Setting minimum requirements and approval standards – Lenders should earmark the minimum requirements for the documentation process, risk determination, and information analysis. Lenders must set their credit standards that are in line with the kind of risks they generally face while servicing a loan. Outsourcing these tasks to a mortgage underwriting vendor will ensure executing processes that are well aligned with the gold standard Fannie Mae and Freddie Mac guidelines.
Fulfilling the three C’s in the mortgage loan underwriting process– It goes without saying that underwriters must strictly scrutinize a borrower’s credit history which fulfills the first C. This involves reviewing borrowers’ credit score and checking whether they are up to date with the repayment of their past loans such as student loans, auto loans, and others. An underwriter must thoroughly review borrowers’ debt, assets, income, tax returns, 401k and IRA accounts, and other income sources. This fulfills the second C that denotes the capacity of a borrower to repay a loan. The third C stands for collateral and this entails an underwriter ensuring that the current market value of a borrower’s property is worthy enough as loan collateral.
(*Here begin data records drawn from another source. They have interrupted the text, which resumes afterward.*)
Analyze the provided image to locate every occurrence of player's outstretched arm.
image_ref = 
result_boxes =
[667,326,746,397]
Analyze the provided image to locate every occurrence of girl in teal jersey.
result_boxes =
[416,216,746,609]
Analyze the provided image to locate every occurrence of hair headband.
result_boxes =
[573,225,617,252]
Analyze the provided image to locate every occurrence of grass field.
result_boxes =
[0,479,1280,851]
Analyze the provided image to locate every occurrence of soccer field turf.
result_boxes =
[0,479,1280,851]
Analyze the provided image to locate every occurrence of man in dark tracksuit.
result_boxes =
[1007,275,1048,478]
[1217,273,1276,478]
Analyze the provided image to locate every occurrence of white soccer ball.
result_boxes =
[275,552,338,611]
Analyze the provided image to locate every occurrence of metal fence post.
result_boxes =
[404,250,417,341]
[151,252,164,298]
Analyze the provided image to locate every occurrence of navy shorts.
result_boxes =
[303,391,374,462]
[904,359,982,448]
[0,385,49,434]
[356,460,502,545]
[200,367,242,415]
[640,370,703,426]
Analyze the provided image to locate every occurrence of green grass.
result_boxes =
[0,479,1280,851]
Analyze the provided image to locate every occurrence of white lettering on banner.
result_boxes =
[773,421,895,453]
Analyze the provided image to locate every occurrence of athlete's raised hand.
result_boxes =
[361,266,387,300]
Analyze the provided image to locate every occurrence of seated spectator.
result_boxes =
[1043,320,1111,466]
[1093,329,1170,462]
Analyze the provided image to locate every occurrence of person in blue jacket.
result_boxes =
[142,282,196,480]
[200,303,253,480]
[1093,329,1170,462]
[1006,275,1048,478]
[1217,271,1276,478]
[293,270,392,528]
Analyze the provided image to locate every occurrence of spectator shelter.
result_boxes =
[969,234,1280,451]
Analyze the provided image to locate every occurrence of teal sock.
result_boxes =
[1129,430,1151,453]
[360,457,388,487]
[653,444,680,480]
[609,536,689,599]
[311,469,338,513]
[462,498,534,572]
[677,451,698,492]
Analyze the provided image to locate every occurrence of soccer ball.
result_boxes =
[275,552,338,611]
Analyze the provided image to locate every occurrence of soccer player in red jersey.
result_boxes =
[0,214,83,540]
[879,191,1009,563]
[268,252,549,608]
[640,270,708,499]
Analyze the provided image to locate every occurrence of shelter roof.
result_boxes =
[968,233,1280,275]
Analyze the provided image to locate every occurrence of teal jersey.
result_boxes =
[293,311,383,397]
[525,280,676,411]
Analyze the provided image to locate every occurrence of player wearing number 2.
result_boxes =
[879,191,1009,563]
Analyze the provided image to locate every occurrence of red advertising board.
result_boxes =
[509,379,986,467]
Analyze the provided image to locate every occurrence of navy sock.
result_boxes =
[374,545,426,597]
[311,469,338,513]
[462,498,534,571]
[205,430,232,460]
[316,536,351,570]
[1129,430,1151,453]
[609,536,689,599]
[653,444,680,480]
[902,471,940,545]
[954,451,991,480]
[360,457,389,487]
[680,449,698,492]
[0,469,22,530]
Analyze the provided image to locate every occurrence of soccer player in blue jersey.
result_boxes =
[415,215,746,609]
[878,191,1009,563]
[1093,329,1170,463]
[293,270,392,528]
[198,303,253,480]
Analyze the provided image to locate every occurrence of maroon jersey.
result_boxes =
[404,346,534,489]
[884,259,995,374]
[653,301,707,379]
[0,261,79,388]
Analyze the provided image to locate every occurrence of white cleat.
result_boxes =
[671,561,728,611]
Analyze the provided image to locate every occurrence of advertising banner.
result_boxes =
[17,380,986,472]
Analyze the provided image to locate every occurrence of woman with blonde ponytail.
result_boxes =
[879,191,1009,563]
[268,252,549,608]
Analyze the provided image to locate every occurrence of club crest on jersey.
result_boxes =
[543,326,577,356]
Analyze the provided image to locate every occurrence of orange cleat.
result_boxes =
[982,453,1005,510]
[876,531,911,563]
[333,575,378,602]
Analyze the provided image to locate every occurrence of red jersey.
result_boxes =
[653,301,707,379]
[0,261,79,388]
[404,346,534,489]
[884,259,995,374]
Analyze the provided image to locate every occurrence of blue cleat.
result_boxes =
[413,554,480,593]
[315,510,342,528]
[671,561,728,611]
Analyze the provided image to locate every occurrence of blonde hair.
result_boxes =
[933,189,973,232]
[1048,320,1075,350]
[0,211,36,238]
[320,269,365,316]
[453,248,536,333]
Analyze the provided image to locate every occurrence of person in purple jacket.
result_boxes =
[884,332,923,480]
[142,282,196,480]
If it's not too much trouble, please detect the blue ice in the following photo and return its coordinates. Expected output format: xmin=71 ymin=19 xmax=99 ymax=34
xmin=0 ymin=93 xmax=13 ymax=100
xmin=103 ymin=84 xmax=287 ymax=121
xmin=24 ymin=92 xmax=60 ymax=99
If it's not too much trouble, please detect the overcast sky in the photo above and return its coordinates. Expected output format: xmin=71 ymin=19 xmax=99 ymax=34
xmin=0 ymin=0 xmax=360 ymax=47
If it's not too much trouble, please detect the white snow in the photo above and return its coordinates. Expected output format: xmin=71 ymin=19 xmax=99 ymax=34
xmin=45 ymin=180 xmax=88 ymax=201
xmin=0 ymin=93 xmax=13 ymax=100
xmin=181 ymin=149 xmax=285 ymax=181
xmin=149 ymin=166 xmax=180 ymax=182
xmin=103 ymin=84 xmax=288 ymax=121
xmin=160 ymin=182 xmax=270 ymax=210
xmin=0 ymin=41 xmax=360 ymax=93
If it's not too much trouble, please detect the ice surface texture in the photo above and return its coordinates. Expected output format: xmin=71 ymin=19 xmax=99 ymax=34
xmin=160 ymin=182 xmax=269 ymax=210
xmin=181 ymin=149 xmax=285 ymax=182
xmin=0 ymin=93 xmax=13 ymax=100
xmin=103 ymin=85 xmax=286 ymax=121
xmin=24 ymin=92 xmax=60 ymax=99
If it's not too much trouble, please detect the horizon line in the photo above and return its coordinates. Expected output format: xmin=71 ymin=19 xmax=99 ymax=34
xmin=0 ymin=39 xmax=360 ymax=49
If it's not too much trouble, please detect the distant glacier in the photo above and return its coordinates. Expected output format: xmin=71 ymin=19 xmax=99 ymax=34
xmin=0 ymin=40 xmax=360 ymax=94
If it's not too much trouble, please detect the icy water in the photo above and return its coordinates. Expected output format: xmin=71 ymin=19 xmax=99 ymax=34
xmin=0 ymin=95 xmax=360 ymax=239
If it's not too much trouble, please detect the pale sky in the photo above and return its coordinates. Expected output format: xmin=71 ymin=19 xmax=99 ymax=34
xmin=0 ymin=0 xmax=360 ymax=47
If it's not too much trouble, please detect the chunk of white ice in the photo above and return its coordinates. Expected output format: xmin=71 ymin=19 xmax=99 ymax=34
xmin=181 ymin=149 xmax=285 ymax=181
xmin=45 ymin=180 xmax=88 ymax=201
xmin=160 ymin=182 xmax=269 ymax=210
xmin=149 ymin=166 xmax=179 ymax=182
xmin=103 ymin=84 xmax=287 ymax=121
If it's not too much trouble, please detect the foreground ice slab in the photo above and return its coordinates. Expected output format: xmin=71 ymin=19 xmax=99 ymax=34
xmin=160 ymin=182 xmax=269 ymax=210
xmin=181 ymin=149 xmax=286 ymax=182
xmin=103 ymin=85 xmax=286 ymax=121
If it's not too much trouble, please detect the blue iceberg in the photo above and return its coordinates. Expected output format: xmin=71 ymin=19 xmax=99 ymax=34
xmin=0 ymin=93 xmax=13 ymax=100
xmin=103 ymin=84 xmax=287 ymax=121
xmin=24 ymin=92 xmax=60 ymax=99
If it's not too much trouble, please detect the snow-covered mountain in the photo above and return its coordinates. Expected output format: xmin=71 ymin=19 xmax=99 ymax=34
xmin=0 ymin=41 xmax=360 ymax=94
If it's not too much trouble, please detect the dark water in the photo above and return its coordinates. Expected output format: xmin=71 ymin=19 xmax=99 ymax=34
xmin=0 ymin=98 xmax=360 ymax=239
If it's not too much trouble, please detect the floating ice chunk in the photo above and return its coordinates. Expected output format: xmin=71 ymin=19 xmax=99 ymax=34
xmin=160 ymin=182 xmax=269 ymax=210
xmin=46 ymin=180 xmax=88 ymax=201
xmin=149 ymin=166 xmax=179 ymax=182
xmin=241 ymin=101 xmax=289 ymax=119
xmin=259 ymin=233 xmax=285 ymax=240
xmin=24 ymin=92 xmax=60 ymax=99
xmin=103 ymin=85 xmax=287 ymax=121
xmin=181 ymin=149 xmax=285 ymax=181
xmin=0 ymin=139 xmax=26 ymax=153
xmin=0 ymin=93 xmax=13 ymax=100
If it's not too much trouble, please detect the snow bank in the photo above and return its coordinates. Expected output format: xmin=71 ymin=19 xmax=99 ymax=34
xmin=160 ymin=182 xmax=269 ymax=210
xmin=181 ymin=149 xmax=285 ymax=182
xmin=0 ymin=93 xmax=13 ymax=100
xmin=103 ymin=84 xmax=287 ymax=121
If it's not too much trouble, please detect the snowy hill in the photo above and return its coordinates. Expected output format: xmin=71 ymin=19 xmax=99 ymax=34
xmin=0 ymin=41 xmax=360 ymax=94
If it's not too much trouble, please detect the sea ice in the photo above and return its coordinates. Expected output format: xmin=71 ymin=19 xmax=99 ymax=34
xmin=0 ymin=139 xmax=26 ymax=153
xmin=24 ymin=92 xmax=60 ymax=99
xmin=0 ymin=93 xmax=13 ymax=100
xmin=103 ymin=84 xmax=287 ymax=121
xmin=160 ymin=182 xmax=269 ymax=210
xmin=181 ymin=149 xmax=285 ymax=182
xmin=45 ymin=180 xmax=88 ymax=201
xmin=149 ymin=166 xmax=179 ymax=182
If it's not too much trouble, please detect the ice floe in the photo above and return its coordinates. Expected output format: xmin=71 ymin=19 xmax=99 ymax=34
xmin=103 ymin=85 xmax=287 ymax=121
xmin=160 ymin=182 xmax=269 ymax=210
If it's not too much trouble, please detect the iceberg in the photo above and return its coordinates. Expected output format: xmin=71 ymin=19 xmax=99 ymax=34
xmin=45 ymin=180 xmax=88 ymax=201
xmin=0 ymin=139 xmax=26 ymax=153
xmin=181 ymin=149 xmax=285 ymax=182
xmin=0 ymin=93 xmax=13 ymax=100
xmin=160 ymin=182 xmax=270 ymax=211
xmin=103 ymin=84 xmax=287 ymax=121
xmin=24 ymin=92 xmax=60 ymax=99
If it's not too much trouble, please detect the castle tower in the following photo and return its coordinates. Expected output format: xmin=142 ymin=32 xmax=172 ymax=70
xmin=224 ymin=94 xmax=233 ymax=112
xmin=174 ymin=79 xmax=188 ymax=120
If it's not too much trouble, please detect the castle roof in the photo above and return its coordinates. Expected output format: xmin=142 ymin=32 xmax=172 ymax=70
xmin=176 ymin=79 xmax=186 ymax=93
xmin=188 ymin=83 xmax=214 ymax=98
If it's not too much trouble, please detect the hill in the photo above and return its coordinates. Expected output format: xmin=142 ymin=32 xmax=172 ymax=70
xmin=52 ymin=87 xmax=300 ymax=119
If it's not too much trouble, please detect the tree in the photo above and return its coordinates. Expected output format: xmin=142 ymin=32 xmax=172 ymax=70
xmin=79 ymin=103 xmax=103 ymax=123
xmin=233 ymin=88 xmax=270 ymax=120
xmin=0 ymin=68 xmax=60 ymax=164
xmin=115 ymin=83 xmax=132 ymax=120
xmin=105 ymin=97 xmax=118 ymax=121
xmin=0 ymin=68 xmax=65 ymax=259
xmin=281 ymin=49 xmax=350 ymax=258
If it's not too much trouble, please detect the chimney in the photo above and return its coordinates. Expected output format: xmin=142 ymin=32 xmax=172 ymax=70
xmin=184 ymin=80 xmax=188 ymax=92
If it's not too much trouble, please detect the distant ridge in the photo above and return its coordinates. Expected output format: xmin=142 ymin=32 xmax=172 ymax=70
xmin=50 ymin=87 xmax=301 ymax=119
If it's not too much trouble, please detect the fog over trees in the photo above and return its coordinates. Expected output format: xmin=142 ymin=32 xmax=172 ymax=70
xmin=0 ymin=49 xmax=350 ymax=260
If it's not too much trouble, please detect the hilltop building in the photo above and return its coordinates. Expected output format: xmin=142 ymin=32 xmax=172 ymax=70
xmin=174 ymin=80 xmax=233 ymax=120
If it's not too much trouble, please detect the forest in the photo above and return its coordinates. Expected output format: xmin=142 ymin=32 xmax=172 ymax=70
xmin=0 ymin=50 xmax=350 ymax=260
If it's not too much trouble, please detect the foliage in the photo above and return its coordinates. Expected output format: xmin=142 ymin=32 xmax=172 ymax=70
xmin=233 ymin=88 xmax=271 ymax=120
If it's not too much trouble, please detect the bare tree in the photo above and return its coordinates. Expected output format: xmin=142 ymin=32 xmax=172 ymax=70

Adopting pre-underwriting– This is the initial stage of filtering out under-qualified loan applications. This is essential to bring speed in the entire mortgage underwriting process. At this stage, only those files are processed that meet the pre-underwriting qualifications set by lenders. A pre-underwriting review is critical in filtering out all the loan applications which cannot be serviced as well as flag any such application with a missing or inconsistent document. Setting up a pre-underwriting process also reduces the overall production costs and speeds up the mortgage underwriting process.
Mortgage lenders are recovering from the pandemic-induced economic disruptions. Government-led stimulus packages to aid the financial recovery of organizations and individuals will trigger further complications in the mortgage lending process. To look at the brighter side, this will provide ample of opportunities for lenders to bring necessary improvisations in their traditional mortgage loan underwriting process to make it more resilient and effective.